Greenpac changera la donne en Amérique du Nord. « Nous serons les premiers à entrer dans le marché du papier doublure à poids de base léger et c'est tant mieux parce qu'il y a une demande croissante pour les emballages légers. C'est ce que l'on constate en Europe depuis plusieurs années et la tendance se confirmera en Amérique du Nord. » De plus, dans le cas de cette usine de Norampac, 100 % de la fibre utilisée provient de fibres recyclées : un double avantage concurrentiel.

Aucune fermeture d'usines n'est prévue au Québec ou au Canada dans la foulée de Greenpac. « La demande est bonne et Cascades s'affaire depuis déjà un bon moment à spécialiser la production de ses usines sur d'autres catégories de papier. » Ceci ne veut pas dire pour autant que des usines ne pourraient pas fermer, explique-t-il, mais ceci dépendrait de la conjoncture économique et Cascades ne serait probablement pas la seule compagnie à souffrir. Comme Greenpac est une usine très compétitive, elle risque de rester sur place longtemps.

Deuxième défi : l'Europe. « Nous avons des actifs importants en Europe et le continent ne va pas très bien. Pensons à l'Espagne ou à la France. Nous opérons le même plan stratégique, mais nous surveillons de près l'évolution de la situation économique. »

Troisième défi : la modernisation des actifs. « Il faudra finir de moderniser nos actifs pour opérer un parc compétitif sans augmenter notre dette. » Pour Cascades, il s'agira de trouver l'équilibre qui lui permettra de maintenir une flexibilité financière suffisante pour effectuer de nouveaux investissements stratégiques.

« Nous sommes le premier joueur au Canada avec 30 % des parts de marché alors que la demande augmente chez notre voisin du sud depuis deux ans, et ce, malgré le ralentissement économique américain. »

Un marché qui évolue rapidement

Selon Mario Plourde, ces trois défis sont d'autant plus importants que Cascades domine son marché au Canada. En ce sens, l'entreprise ne serait probablement pas en position d'y investir davantage. Ainsi, si Cascades souhaitait prendre plus de place dans le secteur du papier tissu alors qu'elle occupe le deuxième rang au pays après Kruger, ce serait probablement une décision malavisée d'investir au Canada. « Vaudrait mieux se tourner vers les États-Unis». Même chose en ce qui concerne le carton-caisse, « nous sommes le premier joueur au Canada avec 30 % des parts de marché alors que la demande augmente chez notre voisin du sud depuis deux ans, et ce, malgré le ralentissement économique américain ».

Créneaux d'avenir

Mario Plourde s'illumine en parlant de deux créneaux prometteurs : le secteur des emballages et celui des papiers tissu.
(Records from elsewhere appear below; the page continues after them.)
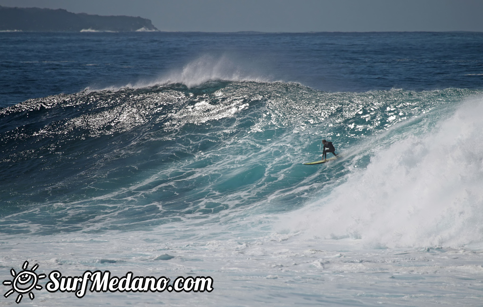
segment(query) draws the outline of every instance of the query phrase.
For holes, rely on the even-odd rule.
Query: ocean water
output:
[[[483,33],[0,41],[2,280],[213,280],[20,304],[483,305]]]

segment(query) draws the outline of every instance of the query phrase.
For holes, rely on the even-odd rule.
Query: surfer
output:
[[[337,154],[335,153],[335,148],[334,145],[332,145],[332,142],[327,142],[325,140],[322,140],[322,144],[324,144],[324,151],[322,152],[322,158],[324,160],[327,159],[327,153],[331,152],[337,156]],[[326,148],[327,148],[327,149]]]

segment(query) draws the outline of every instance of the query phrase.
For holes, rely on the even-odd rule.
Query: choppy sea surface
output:
[[[213,280],[77,298],[44,279],[21,304],[483,305],[483,33],[0,45],[2,280],[26,260]],[[339,159],[303,165],[323,139]]]

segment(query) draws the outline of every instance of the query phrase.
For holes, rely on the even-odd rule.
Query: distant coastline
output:
[[[149,19],[129,16],[75,13],[59,9],[0,6],[0,31],[151,32],[158,31]]]

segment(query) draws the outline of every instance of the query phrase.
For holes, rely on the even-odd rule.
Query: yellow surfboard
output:
[[[304,163],[303,164],[306,165],[313,165],[314,164],[320,164],[321,163],[325,163],[327,161],[330,161],[331,160],[335,160],[337,159],[337,157],[333,157],[332,158],[329,158],[328,159],[325,160],[320,160],[320,161],[314,161],[314,162],[308,162],[307,163]]]

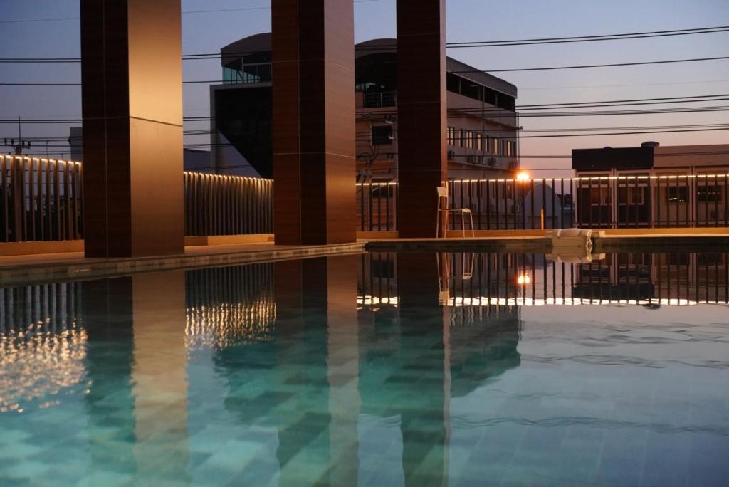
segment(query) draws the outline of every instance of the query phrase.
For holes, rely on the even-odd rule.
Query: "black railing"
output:
[[[358,183],[356,194],[358,230],[387,232],[397,229],[397,183]]]
[[[477,230],[729,227],[729,174],[451,179],[447,184],[449,208],[470,209]],[[397,230],[397,183],[358,184],[357,228]],[[451,230],[460,230],[461,225],[460,218],[450,219]],[[467,219],[466,225],[469,229]]]

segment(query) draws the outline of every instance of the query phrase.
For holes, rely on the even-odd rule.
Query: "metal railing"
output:
[[[273,180],[185,172],[183,182],[186,235],[273,233]],[[729,174],[447,184],[450,207],[470,209],[475,230],[729,227]],[[358,230],[397,230],[397,182],[357,183],[355,194]],[[0,155],[0,241],[80,239],[82,214],[81,163]]]
[[[452,179],[447,184],[450,208],[470,209],[475,230],[729,227],[729,174]],[[397,229],[397,187],[357,184],[358,230]],[[450,229],[461,230],[461,219],[451,219]]]
[[[357,183],[356,195],[358,230],[397,229],[397,183]]]
[[[184,173],[185,235],[273,232],[273,181]]]
[[[80,163],[0,155],[0,242],[83,238]],[[185,235],[271,233],[273,182],[185,172]]]
[[[0,241],[80,238],[82,171],[79,163],[0,155]]]
[[[364,108],[382,108],[397,105],[397,92],[383,91],[380,93],[364,93]]]

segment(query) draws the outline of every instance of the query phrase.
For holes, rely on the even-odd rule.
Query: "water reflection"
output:
[[[402,254],[363,255],[358,303],[399,303],[395,263]],[[729,303],[729,254],[636,253],[566,262],[535,254],[443,254],[439,300],[448,306],[627,304],[656,307]]]
[[[725,303],[726,254],[597,257],[363,254],[0,289],[0,484],[442,487],[512,470],[609,483],[598,467],[551,470],[569,451],[556,445],[592,451],[651,424],[725,445],[711,405],[725,396],[696,385],[720,378],[723,325],[525,330],[523,306]],[[703,362],[655,351],[686,337]],[[603,351],[616,346],[633,355]],[[703,394],[677,407],[706,424],[651,405],[635,408],[645,421],[618,417],[640,389],[617,376],[652,387],[663,368]]]

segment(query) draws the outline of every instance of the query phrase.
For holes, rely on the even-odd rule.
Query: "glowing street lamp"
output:
[[[529,174],[526,171],[522,171],[516,175],[517,181],[529,181],[530,179]]]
Outre l'investissement dans Greenpac, Cascades vient tout juste d'investir 35 millions de dollars dans son usine de l'Oregon. « Nous souhaitions renforcer notre position dans ce marché en Amérique du Nord. » Une machine à papiers spécialisés sera reconfigurée afin de produire chaque année 55 000 tonnes de papiers, principalement du papier essuie-mains et des serviettes de table (Cascades est le quatrième fabricant de papiers tissu sur le continent).

Les marchés changent. « Il faudra s'ajuster alors que des Européens commencent à regarder par ici. Saika ou DS Smith par exemple ». C'est entre autres dû au fait que l'on s'intéresse à des catégories de papier qu'il n'y avait pas ici il y a encore quelques années à peine alors qu'il s'agit de secteurs qui existent déjà ailleurs comme en Europe. « Je ne serais pas surpris d'apprendre qu'il en découlera des investissements importants. Une fois que l'on commencera à utiliser des boîtes légères, la tendance ne se renversera pas ».







Mario Plourde
est Président et chef de la direction de Cascades depuis mai 2013. Il chapeaute l'équipe de direction responsable de l'exploitation et des différentes unités d'affaires des trois grands groupes qui composent l’entreprise (Groupe Tissu, Norampac et Groupe Produits Spécialisés).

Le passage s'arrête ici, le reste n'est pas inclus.